Fernanda Castiglioni Tessari

A suspeição de endocardite infecciosa (EI) se dá a partir a interpretação conjunta da história clínica, achados do exame físico, exames laboratoriais e de imagem. A apresentação clínica muito variável torna o diagnóstico desafiador, sendo que de maneira geral devemos sempre considerar a possibilidade de EI em pacientes com febre de origem indeterminada na presença de fatores de risco, especialmente na presença de hemoculturas positivas para germes típicos, como veremos adiante neste curso. 

A depender do agente etiológico e do status clínico do paciente, a endocardite infecciosa pode apresentar-se de duas formas: aguda e subaguda ou crônica. A forma aguda caracteriza-se por ser uma doença agressiva, de rápida evolução e alta letalidade, cursando com destruição valvar e insuficiência cardíaca aguda. Já a apresentação subaguda ou crônica caracteriza-se por seu curso indolente, com febre baixa e sintomas constitucionais inespecíficos. 
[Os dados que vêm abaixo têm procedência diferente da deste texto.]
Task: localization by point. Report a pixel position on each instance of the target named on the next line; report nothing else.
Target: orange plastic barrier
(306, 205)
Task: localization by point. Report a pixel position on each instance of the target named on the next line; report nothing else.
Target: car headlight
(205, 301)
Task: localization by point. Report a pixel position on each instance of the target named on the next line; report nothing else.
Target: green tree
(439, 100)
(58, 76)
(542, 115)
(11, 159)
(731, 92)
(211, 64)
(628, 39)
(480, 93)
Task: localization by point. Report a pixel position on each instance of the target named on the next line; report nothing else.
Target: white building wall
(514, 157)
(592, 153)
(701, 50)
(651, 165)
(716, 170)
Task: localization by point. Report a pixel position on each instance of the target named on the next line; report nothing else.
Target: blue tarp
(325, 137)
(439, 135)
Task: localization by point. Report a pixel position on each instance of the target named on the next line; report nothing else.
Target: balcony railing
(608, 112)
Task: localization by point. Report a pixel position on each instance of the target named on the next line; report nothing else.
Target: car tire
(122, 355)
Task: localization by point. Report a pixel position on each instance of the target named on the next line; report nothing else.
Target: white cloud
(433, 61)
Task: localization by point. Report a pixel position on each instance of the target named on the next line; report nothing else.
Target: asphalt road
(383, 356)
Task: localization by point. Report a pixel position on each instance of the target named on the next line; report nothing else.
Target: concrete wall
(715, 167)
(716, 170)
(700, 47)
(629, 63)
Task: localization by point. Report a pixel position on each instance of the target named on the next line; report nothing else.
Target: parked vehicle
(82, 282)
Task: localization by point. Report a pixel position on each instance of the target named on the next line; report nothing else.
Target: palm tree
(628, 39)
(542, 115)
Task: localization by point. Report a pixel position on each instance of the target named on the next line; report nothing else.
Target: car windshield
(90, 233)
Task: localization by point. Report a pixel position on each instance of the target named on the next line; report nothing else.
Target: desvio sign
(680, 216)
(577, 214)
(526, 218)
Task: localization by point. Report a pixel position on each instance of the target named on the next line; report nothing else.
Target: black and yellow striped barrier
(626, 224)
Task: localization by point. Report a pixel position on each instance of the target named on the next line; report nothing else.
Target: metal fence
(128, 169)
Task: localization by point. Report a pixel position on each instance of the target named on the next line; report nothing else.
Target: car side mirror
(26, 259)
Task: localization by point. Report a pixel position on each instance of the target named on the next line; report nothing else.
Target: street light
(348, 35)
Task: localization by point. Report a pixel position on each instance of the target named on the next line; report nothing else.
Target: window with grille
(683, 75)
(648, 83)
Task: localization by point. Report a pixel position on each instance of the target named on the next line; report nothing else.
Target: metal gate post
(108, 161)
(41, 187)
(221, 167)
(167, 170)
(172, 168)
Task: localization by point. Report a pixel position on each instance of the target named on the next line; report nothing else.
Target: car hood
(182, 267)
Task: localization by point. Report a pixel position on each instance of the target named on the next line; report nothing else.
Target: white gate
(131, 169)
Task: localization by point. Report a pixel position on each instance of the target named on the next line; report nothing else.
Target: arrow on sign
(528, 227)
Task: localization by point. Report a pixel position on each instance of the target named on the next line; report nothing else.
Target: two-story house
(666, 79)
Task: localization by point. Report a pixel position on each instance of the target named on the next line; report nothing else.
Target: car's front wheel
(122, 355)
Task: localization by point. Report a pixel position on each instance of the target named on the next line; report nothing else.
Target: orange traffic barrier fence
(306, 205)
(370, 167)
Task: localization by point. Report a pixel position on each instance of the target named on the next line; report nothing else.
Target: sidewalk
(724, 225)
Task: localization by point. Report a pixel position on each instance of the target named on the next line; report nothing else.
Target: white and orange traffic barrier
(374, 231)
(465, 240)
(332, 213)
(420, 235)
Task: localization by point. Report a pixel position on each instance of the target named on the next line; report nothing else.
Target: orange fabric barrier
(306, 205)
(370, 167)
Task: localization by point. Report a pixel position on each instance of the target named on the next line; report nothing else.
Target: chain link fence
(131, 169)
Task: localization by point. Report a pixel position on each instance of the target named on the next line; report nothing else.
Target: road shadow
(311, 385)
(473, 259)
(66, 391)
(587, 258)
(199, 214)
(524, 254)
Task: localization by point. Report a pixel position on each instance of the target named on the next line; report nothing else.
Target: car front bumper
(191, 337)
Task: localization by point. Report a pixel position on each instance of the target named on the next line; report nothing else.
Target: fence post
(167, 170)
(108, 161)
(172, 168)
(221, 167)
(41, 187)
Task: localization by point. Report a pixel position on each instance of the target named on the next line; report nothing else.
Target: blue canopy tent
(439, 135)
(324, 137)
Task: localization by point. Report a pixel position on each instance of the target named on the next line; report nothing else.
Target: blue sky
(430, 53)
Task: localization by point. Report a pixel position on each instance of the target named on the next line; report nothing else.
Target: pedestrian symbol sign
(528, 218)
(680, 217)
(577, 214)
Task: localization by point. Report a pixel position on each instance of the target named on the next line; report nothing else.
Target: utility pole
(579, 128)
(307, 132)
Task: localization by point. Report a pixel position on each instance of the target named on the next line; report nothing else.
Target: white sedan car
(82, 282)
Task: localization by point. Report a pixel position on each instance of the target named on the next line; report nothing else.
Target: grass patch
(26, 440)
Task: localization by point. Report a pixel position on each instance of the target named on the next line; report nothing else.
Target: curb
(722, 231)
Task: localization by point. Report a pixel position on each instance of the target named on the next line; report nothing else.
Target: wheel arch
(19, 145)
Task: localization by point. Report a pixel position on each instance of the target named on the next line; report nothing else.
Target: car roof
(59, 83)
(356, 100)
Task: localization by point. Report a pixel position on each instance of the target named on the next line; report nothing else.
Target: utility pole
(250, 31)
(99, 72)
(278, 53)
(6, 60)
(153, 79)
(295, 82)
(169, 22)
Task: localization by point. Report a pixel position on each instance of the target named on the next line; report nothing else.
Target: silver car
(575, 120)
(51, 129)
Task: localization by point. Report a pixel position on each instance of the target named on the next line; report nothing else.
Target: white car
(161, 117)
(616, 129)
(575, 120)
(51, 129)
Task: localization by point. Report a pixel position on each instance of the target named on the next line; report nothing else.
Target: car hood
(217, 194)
A avaliação clínica inicial inclui a pesquisa de fatores de risco e a realização de um exame físico minucioso buscando sinais característicos da EI e também possíveis portas de entrada para os microorganismos causadores da doença, como má higiene bucal e doenças periodontais, por exemplo. Entretanto, devemos ter em mente que a ausência destes sinais de maneira isolada não exclui o diagnóstico de EI.

Febre é o sintoma mais comum (quase 80% dos casos), e é frequente a presença de sopro cardíaco (mais de 60% dos casos) e de insuficiência cardíaca (cerca de 30%). Eventos embólicos e distúrbios de condução são complicações relativamente frequentes, assim como eventos vasculares e imunológicos classicamente associados à EI.

Fenômenos Vasculares Fenômenos imunológicos
Eventos embólicos arteriais periféricos e viscerais (ex: infarto esplênico) Nódulos de Osler (pequenas elevações dolorosas na face anterior da ponta dos dedos)
Lesões de Janeway (pequenas lesões indolores eritematosas ou hemorrágicas nas palmas das mãos e planta dos pés) Manchas de Roth (manchas retinianas hemorrágicas com centro esbranquiçado)
Hemorragia conjuntival Fator reumatoide positivo
Aneurisma micótico, hemorragia intracraniana Glomerulonefrite

 

Pacientes idosos e imunocomprometidos podem cursar com apresentações atípicas, e alto grau de suspeição deve ser dado aos portadores de dispositivos intracardíacos e próteses valvares.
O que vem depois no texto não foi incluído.